The police also subsequently searched the car in which the defendant had arrived. This search was the subject of Docket No. 7869 and any issues relating to the validity of that search were abandoned by the state on appeal. See footnote 1, supra.

Paragraphs one, two, four and five of the search warrant affidavit state: “1. That the affiant Officer Gerald J. Peters is a regular member of the Winsted Police Department and has been for the past (18) years. In 1977 Officer Peters was assigned to the Regional Crime Squad under the supervision of Sergeant Joseph Mancini of the Waterbury Police Department. In that capacity Officer Peters worked in an undercover capacity and was responsible during that period for numerous narcotics violations which led to numerous arrest and convictions. On November 10,1980 Officer Peters was assigned to the Statewide Narcotics Force-Central Division-as an under cover agent. From this period of time Officer Peters has been involved in numerous investigations involving illicit narcotics which have led to arrest. Between both assignments Officer Peters spent a total of (22) months in the field of illicit narcotic investigations in an under cover capacity, and since then has made numerous arrests for narcotics violations.

“2. That the affiant Officer William Mathiasen is a regular member of the Winsted Police department and has been for the past 9 years. Officer Mathiason in the past 9 years has been involved in numerous illegal drug investigations, which have led to arrest and convictions. Officer Mathiasen also received training at the Connecticut Municipal Police Academy in Meriden, Connecticut on illegal narcotics.

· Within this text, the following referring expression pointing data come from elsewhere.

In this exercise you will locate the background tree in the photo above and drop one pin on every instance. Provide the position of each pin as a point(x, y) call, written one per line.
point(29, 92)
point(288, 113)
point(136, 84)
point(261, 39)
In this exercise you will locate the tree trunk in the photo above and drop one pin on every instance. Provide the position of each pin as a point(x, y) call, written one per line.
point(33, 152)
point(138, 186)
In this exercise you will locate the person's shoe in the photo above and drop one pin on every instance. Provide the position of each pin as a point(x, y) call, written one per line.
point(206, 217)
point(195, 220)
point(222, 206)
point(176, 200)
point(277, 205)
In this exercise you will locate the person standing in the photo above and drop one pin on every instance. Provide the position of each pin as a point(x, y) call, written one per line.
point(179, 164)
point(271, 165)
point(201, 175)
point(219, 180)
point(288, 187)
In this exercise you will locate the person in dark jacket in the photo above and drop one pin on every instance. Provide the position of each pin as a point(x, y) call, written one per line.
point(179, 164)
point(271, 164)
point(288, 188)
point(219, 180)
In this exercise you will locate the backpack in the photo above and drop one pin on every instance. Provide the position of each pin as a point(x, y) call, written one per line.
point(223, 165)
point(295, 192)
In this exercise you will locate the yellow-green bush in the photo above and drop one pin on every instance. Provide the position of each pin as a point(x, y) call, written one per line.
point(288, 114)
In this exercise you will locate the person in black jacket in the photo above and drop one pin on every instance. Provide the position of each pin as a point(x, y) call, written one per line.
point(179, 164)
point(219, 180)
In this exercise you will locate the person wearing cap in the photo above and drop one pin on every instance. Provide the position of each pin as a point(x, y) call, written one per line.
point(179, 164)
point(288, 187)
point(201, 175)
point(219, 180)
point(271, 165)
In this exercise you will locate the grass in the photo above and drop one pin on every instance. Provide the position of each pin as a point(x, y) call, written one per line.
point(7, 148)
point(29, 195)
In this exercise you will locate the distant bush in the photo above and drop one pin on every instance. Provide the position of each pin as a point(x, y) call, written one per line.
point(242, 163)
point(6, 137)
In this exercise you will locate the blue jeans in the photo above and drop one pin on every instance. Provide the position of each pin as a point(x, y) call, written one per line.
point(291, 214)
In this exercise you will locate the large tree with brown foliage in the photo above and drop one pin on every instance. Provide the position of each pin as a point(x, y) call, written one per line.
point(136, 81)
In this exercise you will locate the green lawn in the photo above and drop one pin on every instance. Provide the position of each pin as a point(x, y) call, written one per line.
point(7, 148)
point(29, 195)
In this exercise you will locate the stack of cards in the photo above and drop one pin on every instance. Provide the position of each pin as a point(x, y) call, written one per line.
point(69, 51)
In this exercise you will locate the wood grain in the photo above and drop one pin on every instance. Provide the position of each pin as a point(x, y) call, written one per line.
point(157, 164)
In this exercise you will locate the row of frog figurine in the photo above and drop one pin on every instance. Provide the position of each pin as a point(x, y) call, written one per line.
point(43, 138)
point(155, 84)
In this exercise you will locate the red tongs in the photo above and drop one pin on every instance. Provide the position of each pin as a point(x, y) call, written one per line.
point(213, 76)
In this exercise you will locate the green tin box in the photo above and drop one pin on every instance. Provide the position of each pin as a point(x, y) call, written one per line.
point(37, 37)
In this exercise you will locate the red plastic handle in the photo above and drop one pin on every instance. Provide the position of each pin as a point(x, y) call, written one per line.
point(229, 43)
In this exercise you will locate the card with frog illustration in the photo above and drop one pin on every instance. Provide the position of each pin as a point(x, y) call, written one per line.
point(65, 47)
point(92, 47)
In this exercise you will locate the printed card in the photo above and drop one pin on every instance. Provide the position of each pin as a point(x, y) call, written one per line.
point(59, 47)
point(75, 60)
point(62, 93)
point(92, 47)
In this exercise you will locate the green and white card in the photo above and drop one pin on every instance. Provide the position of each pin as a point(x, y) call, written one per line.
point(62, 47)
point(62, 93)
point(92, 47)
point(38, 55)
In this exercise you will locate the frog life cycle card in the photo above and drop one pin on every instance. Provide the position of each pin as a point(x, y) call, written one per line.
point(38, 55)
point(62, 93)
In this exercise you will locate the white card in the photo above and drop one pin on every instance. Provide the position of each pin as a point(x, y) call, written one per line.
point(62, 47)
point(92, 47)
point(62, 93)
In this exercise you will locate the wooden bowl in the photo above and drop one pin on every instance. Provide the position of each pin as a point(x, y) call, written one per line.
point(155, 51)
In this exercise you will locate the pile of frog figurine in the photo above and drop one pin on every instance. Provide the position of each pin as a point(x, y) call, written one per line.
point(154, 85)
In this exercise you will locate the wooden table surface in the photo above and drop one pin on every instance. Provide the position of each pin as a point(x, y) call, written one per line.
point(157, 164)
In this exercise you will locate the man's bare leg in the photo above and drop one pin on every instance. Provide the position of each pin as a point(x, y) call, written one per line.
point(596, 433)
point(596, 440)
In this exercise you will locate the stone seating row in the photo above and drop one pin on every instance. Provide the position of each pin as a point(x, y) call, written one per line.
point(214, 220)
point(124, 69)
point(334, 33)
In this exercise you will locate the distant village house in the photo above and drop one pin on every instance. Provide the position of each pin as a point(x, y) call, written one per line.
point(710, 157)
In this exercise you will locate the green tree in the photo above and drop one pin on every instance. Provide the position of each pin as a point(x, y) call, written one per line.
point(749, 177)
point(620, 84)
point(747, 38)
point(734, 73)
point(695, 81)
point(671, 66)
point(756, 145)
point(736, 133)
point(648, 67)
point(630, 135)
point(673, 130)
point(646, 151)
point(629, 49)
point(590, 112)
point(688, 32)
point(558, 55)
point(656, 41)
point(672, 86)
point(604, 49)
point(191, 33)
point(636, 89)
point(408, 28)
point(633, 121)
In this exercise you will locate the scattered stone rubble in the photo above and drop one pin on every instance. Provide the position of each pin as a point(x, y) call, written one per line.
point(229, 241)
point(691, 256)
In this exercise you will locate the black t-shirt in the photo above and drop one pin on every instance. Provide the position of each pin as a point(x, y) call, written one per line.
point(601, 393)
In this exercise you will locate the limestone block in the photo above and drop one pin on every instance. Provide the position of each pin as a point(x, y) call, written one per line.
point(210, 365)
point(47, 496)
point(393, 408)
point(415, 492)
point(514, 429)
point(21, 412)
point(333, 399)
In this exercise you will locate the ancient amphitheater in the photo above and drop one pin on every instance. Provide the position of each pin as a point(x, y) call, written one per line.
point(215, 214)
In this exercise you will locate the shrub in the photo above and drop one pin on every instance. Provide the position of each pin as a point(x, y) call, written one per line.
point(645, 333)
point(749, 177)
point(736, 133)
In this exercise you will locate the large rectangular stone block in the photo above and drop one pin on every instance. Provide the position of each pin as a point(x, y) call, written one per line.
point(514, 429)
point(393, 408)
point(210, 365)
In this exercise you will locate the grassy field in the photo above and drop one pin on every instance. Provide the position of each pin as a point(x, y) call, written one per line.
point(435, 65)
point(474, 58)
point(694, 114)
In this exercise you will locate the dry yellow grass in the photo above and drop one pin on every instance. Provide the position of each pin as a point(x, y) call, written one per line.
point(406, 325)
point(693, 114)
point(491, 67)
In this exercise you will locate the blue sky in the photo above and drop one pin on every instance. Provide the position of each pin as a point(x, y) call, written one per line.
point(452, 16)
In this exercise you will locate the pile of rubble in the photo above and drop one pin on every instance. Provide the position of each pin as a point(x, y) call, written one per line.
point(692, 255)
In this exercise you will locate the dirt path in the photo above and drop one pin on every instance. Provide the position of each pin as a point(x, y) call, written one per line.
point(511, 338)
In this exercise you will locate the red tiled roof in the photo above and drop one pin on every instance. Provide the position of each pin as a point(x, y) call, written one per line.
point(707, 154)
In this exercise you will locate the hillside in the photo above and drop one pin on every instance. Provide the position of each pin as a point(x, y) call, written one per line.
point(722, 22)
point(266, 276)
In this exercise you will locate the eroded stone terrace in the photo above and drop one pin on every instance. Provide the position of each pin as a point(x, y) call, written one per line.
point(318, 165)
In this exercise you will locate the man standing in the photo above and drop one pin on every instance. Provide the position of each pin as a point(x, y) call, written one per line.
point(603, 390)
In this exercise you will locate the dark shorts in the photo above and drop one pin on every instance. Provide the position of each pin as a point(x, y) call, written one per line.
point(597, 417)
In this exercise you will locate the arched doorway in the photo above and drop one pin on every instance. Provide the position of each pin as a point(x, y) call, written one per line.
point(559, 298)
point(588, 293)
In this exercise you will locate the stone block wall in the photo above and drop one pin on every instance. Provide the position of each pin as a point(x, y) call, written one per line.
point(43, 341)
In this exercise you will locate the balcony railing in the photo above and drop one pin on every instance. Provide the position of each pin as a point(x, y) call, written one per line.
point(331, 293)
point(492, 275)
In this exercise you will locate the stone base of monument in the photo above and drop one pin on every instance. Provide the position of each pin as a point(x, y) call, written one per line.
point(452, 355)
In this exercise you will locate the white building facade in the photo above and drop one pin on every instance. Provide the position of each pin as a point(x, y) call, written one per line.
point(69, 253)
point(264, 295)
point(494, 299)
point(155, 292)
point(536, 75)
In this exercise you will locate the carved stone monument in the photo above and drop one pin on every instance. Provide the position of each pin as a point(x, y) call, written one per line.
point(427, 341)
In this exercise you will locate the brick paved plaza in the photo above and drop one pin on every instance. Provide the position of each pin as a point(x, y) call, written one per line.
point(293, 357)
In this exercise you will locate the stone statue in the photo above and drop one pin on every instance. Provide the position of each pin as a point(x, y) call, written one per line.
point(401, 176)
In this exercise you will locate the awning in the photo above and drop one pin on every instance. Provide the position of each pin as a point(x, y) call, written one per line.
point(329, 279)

“4. That this affiant states that an investigation of 282 Perch Rock Trail reveals that the property is owned by Mr. and Mrs. Andrew Benjamin and *66that they reside on the second floor the home is green in color with wood siding and has a light colored roof with entrances to the Barton apartment front, rear, and side.

“5. That based on the experience and training of the affiant the affiant believes that large quantities of illegal narcotics (marijuana) are located within the premises of the Tim Barton apartment first floor 232 Perch Rock Trail, Winsted, Connecticut. That based on the above information the affiant respectfully request the issuance of a search warrant for the Tim Barton apartment 232 Perch Rock Trail, Winsted, Connecticut, first floor.”

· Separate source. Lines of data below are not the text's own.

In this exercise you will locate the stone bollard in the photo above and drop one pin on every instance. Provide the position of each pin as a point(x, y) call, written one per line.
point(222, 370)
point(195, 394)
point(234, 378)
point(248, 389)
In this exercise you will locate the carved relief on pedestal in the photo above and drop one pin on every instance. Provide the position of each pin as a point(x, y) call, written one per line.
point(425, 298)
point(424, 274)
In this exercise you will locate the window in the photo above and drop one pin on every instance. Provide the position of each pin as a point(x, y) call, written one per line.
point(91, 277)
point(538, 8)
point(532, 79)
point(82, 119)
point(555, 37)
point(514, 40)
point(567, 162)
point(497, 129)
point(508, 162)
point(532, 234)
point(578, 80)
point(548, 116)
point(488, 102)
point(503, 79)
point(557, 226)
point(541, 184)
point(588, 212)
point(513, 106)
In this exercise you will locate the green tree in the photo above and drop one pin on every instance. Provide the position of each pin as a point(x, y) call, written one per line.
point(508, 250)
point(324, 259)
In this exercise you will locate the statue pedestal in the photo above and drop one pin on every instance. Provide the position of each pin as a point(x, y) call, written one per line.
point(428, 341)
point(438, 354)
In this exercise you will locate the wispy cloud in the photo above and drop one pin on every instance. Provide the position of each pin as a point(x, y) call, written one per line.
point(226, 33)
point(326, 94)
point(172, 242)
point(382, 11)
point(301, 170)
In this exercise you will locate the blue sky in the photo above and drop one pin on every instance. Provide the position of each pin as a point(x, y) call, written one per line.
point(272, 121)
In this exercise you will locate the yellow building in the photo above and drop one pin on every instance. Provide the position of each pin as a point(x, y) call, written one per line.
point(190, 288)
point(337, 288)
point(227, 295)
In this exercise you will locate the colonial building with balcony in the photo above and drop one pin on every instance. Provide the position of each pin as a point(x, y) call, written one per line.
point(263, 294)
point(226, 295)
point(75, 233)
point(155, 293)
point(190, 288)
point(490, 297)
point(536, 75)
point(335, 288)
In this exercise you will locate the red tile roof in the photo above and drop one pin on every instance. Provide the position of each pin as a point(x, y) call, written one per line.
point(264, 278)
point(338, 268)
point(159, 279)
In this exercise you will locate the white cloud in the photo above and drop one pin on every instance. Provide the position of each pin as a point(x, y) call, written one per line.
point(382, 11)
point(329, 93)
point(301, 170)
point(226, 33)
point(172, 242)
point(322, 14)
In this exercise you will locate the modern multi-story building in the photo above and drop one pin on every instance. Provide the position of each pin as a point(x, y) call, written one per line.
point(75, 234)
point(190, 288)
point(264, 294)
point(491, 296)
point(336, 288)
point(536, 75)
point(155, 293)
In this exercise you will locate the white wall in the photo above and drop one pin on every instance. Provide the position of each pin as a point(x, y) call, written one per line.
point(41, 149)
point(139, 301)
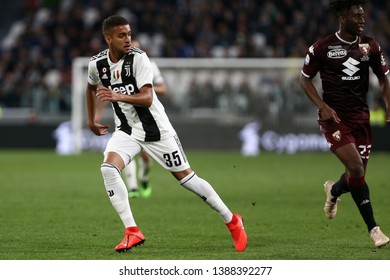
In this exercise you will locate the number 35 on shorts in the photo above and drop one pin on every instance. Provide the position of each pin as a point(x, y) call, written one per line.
point(364, 151)
point(173, 159)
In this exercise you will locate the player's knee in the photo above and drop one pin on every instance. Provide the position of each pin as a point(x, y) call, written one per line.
point(109, 171)
point(356, 169)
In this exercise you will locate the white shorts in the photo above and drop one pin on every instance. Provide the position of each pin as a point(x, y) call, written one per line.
point(167, 152)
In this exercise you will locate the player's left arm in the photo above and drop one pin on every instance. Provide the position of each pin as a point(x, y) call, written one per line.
point(381, 70)
point(385, 91)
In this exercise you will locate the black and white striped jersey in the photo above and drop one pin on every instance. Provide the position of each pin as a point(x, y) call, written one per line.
point(127, 76)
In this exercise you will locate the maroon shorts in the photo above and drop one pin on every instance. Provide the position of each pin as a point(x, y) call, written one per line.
point(340, 134)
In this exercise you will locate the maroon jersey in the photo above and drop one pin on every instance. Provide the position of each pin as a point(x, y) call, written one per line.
point(344, 71)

Aguilar v. Texas, 378 U.S. 108, 84 S. Ct. 1509, 12 L. Ed. 2d 723 (1964); Spinelli v. United States, 393 U.S. 410, 89 S. Ct. 584, 21 L. Ed. 2d 637 (1969).

We note that our Supreme Court has certified the issue of whether this state recognizes the good faith exception to the exclusionary rale in the following cases: State v. Morrissey, 18 Conn. App. 658, 560 A.2d 471, cert. granted, 212 Conn. 821, 565 A.2d 541 (1989) (“Did the Appellate Court err in remanding this case for a factual determination concerning the reasonableness of the police officer’s search in reliance upon its decision in State v. Brown, 14 Conn. App. 605, holding that there is a good faith exception to the exclusionary rule under article first, § 7, of the Connecticut constitution?”); State v. Marsala, 19 Conn. App. 478, 563 A.2d 730, cert. granted, 213 Conn. 805, 567 A.2d 836 (1989) (“Does a good faith exception to the exclusionary rule exist under Connecticut law . . . ?”); see State v. Johnson, 21 Conn. App. 40, 571 A.2d 134 (1990).

Specifically, the trial court stated in its memorandum of decision, “The State, for reasons known only to itself, neither argued for nor presented the requisite evidentiary hearing addressing the factual and legal issues which must be decided on an ad hoc basis if we are to comport with [State v. Brown, 14 Conn. App. 605, 543 A.2d 750, cert. denied, 208 Conn. 816, 546 A.2d 283 (1988)]. That failure is fatal to its attempt to invoke the saving graces of the good faith exception.”